Koch’s Postulates have major limitations and in practice they are only of historic interest. They cannot be applied to non-biological likely causes of disease and a different approach became necessary.
|Sir Austin Bradford Hill 1897-1991
The eminent British statistician Sir Austin Bradford Hill felt that proof of causation could be made using different criteria than Koch’s postulates, and he felt these to be necessary in the case of the inanimate causes of disease, for example cigarette smoking as the cause of carcinoma of the lung. He identified the following criteria as being necessary for “proof” to be established:
1. Strength of association
2. Consistency of association
4. Biological gradient
It is important to note that apart from Experimentation, all the criteria are part of the observational process of scientific investigation. The observations become increasingly controlled so as to avoid other factor. For example death rate must be standardised for age.
It is generally recognised that proof is pragmatic, the fulfillment of predetermined criteria.

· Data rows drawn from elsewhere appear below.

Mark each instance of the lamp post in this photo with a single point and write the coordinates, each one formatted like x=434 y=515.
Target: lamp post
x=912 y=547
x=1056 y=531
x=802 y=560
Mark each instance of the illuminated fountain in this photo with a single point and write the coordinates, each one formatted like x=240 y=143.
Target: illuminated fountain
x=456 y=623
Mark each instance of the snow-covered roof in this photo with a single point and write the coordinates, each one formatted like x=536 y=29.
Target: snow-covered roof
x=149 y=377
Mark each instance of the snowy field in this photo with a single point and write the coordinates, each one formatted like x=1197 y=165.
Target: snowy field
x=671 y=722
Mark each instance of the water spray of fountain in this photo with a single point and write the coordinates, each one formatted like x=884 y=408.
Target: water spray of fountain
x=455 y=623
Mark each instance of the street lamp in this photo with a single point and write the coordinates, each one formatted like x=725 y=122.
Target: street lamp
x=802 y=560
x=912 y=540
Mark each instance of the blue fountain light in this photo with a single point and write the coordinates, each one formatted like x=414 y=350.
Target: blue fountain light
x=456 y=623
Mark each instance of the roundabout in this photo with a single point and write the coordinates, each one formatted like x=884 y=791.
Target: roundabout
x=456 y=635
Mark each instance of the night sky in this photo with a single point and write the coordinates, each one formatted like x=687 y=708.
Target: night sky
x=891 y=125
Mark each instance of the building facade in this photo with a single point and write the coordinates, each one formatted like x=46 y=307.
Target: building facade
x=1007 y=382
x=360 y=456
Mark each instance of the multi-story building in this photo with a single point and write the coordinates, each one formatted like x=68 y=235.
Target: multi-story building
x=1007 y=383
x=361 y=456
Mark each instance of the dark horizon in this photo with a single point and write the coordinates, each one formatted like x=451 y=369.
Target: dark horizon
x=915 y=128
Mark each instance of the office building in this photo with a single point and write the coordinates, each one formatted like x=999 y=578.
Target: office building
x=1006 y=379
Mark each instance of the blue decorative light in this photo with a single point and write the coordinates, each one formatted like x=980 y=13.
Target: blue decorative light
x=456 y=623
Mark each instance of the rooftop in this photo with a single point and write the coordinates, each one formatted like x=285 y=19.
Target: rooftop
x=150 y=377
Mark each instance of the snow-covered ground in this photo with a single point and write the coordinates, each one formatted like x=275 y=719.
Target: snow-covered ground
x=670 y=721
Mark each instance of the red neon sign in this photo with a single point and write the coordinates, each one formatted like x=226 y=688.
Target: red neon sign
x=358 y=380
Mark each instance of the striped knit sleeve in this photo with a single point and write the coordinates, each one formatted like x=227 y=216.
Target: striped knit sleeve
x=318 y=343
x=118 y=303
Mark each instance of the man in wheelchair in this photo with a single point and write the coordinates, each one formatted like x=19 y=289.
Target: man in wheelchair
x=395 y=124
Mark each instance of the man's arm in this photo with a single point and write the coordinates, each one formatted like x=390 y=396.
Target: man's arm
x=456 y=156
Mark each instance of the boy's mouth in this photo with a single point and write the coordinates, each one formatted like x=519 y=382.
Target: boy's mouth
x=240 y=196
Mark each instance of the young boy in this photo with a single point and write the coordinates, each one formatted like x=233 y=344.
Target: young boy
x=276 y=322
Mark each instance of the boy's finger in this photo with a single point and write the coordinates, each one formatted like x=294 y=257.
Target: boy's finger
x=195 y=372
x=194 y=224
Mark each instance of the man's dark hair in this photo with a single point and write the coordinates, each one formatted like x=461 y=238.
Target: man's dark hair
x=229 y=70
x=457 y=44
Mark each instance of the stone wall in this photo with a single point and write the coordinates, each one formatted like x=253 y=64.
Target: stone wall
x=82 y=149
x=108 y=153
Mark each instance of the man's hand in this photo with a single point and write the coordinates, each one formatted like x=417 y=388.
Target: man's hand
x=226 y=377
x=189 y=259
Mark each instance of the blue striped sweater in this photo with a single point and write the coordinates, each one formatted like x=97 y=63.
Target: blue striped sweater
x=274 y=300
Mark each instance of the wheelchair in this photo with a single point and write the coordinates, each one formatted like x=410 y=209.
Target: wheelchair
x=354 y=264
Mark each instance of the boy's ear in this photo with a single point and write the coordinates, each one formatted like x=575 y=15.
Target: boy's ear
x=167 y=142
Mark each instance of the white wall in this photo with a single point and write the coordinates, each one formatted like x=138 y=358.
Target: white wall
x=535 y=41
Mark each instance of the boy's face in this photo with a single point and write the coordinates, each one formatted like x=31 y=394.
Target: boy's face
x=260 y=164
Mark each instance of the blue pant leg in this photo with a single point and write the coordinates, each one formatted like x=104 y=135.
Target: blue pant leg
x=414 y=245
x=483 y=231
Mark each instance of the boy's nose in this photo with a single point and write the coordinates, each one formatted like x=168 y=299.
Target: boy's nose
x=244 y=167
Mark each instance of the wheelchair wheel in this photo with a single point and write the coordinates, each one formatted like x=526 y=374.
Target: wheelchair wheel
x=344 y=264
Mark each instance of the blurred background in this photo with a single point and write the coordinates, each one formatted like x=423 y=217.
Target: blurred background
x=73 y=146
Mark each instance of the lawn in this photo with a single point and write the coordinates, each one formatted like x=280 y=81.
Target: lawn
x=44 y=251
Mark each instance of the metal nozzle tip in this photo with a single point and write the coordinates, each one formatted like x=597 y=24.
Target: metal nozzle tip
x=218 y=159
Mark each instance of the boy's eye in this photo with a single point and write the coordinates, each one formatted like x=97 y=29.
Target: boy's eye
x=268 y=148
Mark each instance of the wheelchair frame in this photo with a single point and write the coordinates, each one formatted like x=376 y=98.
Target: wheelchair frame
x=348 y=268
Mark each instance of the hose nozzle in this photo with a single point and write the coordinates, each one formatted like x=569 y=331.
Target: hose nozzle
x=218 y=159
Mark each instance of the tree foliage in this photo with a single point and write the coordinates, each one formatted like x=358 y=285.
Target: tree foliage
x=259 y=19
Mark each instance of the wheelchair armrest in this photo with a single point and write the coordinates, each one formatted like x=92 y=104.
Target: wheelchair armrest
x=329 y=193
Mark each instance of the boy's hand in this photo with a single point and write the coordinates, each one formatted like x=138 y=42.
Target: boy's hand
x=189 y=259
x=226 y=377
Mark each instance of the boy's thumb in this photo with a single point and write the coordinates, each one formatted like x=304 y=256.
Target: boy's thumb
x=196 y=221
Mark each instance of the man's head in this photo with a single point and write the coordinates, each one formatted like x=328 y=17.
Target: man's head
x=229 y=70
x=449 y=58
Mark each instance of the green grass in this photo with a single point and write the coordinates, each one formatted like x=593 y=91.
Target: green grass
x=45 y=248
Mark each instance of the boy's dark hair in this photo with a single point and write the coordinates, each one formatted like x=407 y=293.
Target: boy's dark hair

There is no absolute proof; we are looking for the best story that can be defined using existing knowledge. It might change with the passage of time as new knowledge becomes available.
Koch’s postulates identified absolutes; a bacterium did or did not grow. Hill’s criteria are not absolute and all criteria can be regarded as judgmental.
The strength of association is the association between the disease and the proposed cause. The strength is determined by statistical method.
Consistency is important, being the association being corroborated in several studies.
Temporality indicates that association at one point in time does not indicate cause-effect relationship, but we must look at the association over a time-line. The proposed cause must predate the disease.
The biological gradient indicates that in general the greater the exposure to the proposed cause, the great is the probability of disease (for example number of cigarettes smoked and the development of lung cancer).
All these add up to construct plausibility – does it make sense? Is there a coherent pattern – does it all hang together?
Experimentation is limited by ethical considerations. It might be possible to transmit the disease to others, if not to experimental animals then to other human beings. Such research is not tolerated today. However the effect of elimination of the proposed cause is ethical and highly informative.
Finally there is analogy. Does the proposed cause or something similar (biological or chemical) cause similar diseases?
Hill’s criteria of causation have been reviewed and refined by researchers at the US National Institute of Health (NIH) to look at the possibility of a microbe causing a disease, and in this particular case Crohn’s disease. The principles are equally applicable to the investigation of a possible microbial cause of coronary heart disease, for which there is no obvious cause at present (cholesterol and diet theories are not sustainable when the evidence is reviewed critically).
Hill’s Criteria are very valuable but little known. Most if not all doctors are aware of Koch’s Postulates, but Hill’s Criteria do not seem to be taught. We should all be more aware of them.